Dictionaries define a sanctuary for animals as merely a place where animals are protected from hunting. A true sanctuary for primates should, however, also be a place of refuge to protect them from much more than hunting and/or the pet trade. They must also be protected against exploitation, abuse, neglect and improper care.
Monkeyland provides the primates who live there with a stable environment, one with permanence and where there is no exploitation. At Monkeyland, care exceeds the regulations regarding animal welfare. Monkeyland is, most importantly, a place where primates are rehabilitated both physically and emotionally. They strive to achieve an effective balance between conservation and economic reality. It is therefore tourism driven and totally sustainable. A monkey safari is much more than just an unforgettable forest adventure; it is the vehicle that allows you to become part of the rehabilitation process. It is because of sanctuaries such as Monkeyland which go beyond idealism, and who strive to do something positive, that we can look forward to a more optimistic future.
Tenikwa Wildlife Awareness Centre close to Plettenberg Bay offers a truly unique Wildcat Experience. Guests are taken on a guided tour to meet captive-bred furry felines, living in a semi-natural environment.
During the one hour guided tours you will see the charismatic Cheetah, ZweLakhe the Leopard and enjoy a cat and mouse game with South Africa ’s seldom seen Lesser indigenous cats, such as the African Wild Cat, Servals, Caracal and the rare Black-Footed Cat. Experience the inquisitiveness of the busy Meerkats, watch the Blue Cranes dance and take pleasure in getting to know the mischievous Marabou Storks.
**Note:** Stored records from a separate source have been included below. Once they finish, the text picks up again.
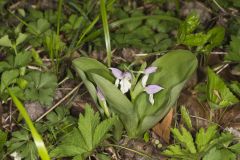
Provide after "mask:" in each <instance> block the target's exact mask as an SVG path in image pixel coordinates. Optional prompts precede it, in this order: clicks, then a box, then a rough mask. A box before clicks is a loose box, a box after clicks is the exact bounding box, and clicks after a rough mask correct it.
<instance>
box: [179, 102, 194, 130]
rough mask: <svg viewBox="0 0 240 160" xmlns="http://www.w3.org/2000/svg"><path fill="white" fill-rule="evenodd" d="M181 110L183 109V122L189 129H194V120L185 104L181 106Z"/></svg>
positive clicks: (182, 119)
mask: <svg viewBox="0 0 240 160" xmlns="http://www.w3.org/2000/svg"><path fill="white" fill-rule="evenodd" d="M180 110H181V117H182V120H183V122H184V123H185V124H186V126H187V127H188V129H190V130H192V129H193V126H192V121H191V118H190V115H189V112H188V110H187V109H186V107H185V106H181V109H180Z"/></svg>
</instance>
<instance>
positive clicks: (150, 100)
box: [144, 84, 164, 105]
mask: <svg viewBox="0 0 240 160" xmlns="http://www.w3.org/2000/svg"><path fill="white" fill-rule="evenodd" d="M163 89H164V88H163V87H161V86H159V85H153V84H152V85H148V86H146V87H145V89H144V91H146V92H147V94H148V95H149V102H150V103H151V104H152V105H153V104H154V98H153V95H154V94H155V93H157V92H160V91H161V90H163Z"/></svg>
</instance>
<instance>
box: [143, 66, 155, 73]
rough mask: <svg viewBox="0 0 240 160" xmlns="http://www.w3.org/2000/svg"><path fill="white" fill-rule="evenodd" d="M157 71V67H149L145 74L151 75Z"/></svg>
mask: <svg viewBox="0 0 240 160" xmlns="http://www.w3.org/2000/svg"><path fill="white" fill-rule="evenodd" d="M156 71H157V67H148V68H146V69H145V70H144V74H151V73H154V72H156Z"/></svg>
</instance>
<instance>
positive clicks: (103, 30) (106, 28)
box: [100, 0, 112, 67]
mask: <svg viewBox="0 0 240 160" xmlns="http://www.w3.org/2000/svg"><path fill="white" fill-rule="evenodd" d="M100 10H101V16H102V24H103V31H104V37H105V43H106V50H107V64H108V67H110V66H111V57H112V53H111V43H110V34H109V28H108V21H107V11H106V6H105V0H101V1H100Z"/></svg>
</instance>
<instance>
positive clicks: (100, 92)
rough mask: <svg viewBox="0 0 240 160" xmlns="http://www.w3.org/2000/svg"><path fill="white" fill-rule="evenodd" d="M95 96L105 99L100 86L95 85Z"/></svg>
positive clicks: (102, 100)
mask: <svg viewBox="0 0 240 160" xmlns="http://www.w3.org/2000/svg"><path fill="white" fill-rule="evenodd" d="M97 96H98V99H99V100H101V101H105V97H104V95H103V93H102V91H101V89H100V88H98V87H97Z"/></svg>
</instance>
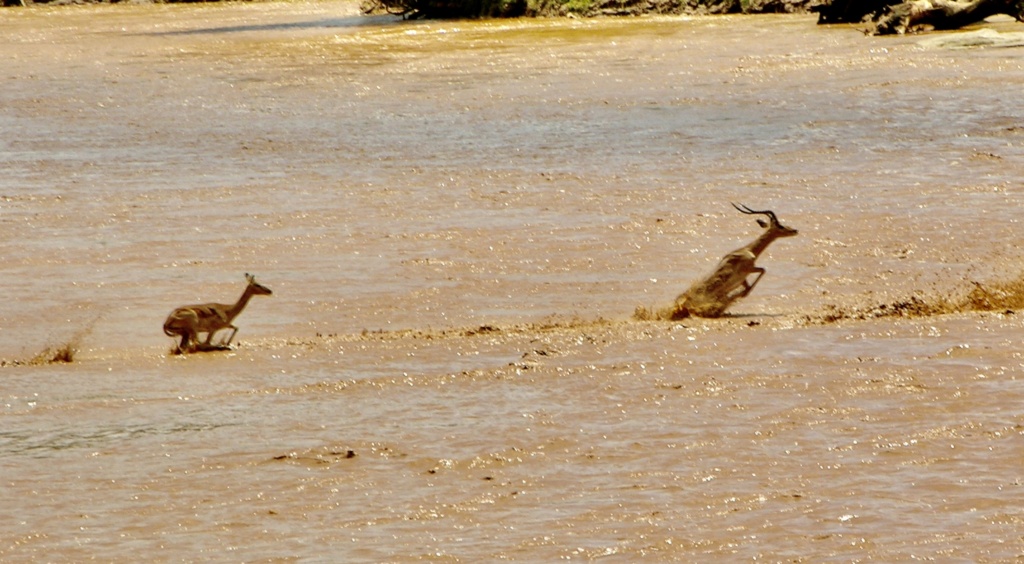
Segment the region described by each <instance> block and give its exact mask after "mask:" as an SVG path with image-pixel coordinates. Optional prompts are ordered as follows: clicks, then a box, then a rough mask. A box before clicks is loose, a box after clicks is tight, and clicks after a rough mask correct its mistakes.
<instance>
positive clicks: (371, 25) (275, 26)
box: [140, 15, 402, 37]
mask: <svg viewBox="0 0 1024 564" xmlns="http://www.w3.org/2000/svg"><path fill="white" fill-rule="evenodd" d="M398 21H402V18H401V16H397V15H350V16H345V17H328V18H322V19H313V20H309V21H295V23H292V24H263V25H245V26H220V27H214V28H199V29H194V30H177V31H173V32H157V33H145V34H140V35H146V36H158V37H172V36H189V35H207V34H209V35H214V34H234V33H252V32H256V33H260V32H283V31H295V30H325V29H327V30H330V29H351V28H370V27H380V26H385V25H388V24H395V23H398Z"/></svg>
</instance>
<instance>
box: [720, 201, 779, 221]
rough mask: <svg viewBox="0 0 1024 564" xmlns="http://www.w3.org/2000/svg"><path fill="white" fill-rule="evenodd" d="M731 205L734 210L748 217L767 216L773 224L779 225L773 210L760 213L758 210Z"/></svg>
mask: <svg viewBox="0 0 1024 564" xmlns="http://www.w3.org/2000/svg"><path fill="white" fill-rule="evenodd" d="M730 204H732V207H733V208H735V209H737V210H739V212H740V213H744V214H746V215H766V216H768V217H769V219H771V220H772V223H778V218H777V217H775V213H774V212H772V211H771V210H764V211H758V210H752V209H750V208H749V207H746V206H743V205H739V206H737V205H736V204H733V203H731V202H730Z"/></svg>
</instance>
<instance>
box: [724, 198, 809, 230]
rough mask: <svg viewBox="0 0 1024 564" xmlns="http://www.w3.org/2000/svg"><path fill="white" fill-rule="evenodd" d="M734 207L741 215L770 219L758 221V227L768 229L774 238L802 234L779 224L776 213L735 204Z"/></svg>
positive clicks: (792, 228)
mask: <svg viewBox="0 0 1024 564" xmlns="http://www.w3.org/2000/svg"><path fill="white" fill-rule="evenodd" d="M732 207H733V208H735V209H737V210H739V212H740V213H744V214H746V215H763V216H766V217H767V218H768V221H765V220H763V219H758V220H757V221H758V225H760V226H762V227H764V228H765V229H768V231H767V232H769V233H772V238H778V237H783V236H793V235H795V234H797V233H799V232H800V231H798V230H796V229H794V228H792V227H786V226H785V225H782V224H781V223H779V222H778V218H777V217H775V213H774V212H772V211H770V210H764V211H757V210H752V209H750V208H748V207H746V206H737V205H735V204H733V205H732Z"/></svg>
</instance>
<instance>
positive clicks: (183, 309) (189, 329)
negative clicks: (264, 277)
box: [164, 273, 272, 353]
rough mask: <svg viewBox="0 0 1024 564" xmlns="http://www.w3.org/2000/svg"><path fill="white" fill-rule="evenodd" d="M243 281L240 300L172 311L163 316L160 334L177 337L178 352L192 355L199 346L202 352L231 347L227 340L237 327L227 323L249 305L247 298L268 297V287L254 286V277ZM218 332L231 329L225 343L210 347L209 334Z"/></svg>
mask: <svg viewBox="0 0 1024 564" xmlns="http://www.w3.org/2000/svg"><path fill="white" fill-rule="evenodd" d="M246 280H247V281H248V283H249V285H248V286H246V291H245V292H243V293H242V297H241V298H239V301H238V302H234V304H233V305H232V304H199V305H186V306H182V307H179V308H177V309H175V310H174V311H172V312H171V314H170V315H168V316H167V320H166V321H164V333H165V334H166V335H167V336H168V337H181V343H180V344H179V345H178V352H179V353H185V352H196V350H197V348H199V347H203V348H204V349H206V350H211V349H223V348H227V347H228V346H229V345H230V344H231V339H234V335H236V334H237V333H238V332H239V328H237V327H234V326H233V324H231V320H233V319H234V318H236V317H238V316H239V313H242V310H243V309H245V308H246V305H248V304H249V299H250V298H252V297H253V296H269V295H271V294H272V292H270V289H269V288H267V287H265V286H261V285H259V284H256V277H255V276H253V275H252V274H248V273H247V274H246ZM222 329H230V330H231V334H230V335H229V336H228V337H227V340H226V341H222V342H221V343H220V344H219V345H213V344H211V341H212V340H213V334H215V333H217V332H218V331H220V330H222ZM200 333H205V334H206V341H205V342H204V343H202V344H200V342H199V334H200Z"/></svg>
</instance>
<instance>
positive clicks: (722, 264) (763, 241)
mask: <svg viewBox="0 0 1024 564" xmlns="http://www.w3.org/2000/svg"><path fill="white" fill-rule="evenodd" d="M732 207H733V208H735V209H737V210H739V212H740V213H744V214H748V215H764V216H766V217H767V218H768V221H767V222H766V221H765V220H763V219H758V220H757V221H758V225H761V226H762V227H764V228H765V231H764V232H763V233H761V236H759V237H758V238H756V240H754V241H752V242H751V243H750V245H746V246H744V247H740V248H739V249H736V250H735V251H733V252H731V253H729V254H728V255H725V256H724V257H722V260H721V261H719V263H718V266H716V267H715V270H714V271H713V272H712V273H711V274H709V275H708V276H706V277H705V278H702V279H700V280H697V281H696V283H693V285H692V286H690V288H689V289H688V290H687V291H686V292H684V293H682V294H680V295H679V297H678V298H676V304H675V308H674V310H673V313H672V318H673V319H681V318H683V317H688V316H690V315H697V316H699V317H719V316H721V315H722V314H723V313H725V310H726V309H727V308H728V307H729V306H730V305H732V302H734V301H736V300H738V299H739V298H745V297H746V296H749V295H750V293H751V291H753V290H754V287H755V286H757V285H758V281H760V280H761V277H762V276H764V274H765V269H764V268H761V267H759V266H755V265H754V261H756V260H757V258H758V257H759V256H761V253H763V252H764V251H765V249H767V248H768V246H769V245H771V243H772V242H773V241H775V240H776V238H780V237H787V236H794V235H796V234H797V233H798V232H799V231H797V229H793V228H791V227H786V226H785V225H782V224H781V223H779V221H778V218H777V217H775V214H774V213H773V212H771V211H769V210H764V211H757V210H752V209H750V208H748V207H746V206H737V205H735V204H733V205H732ZM751 274H757V277H756V278H754V281H748V280H746V278H748V276H750V275H751Z"/></svg>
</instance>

For the more adventurous they offer a walk with the Tenikwa Cheetahs. Take an exhilarating stroll through Tsitsikamma Indigenous Forest and Cape Floral Fynbos as you join the Tenikwa Cheetahs on their daily walk. A unique and personal experience with these amazing animals, the Cheetah Walk will stay with you for life. At Tenikwa you will learn about the Wildcat’s struggle for survival in the wild and your support will help fund their Wildlife Rehabilitation and Release Program.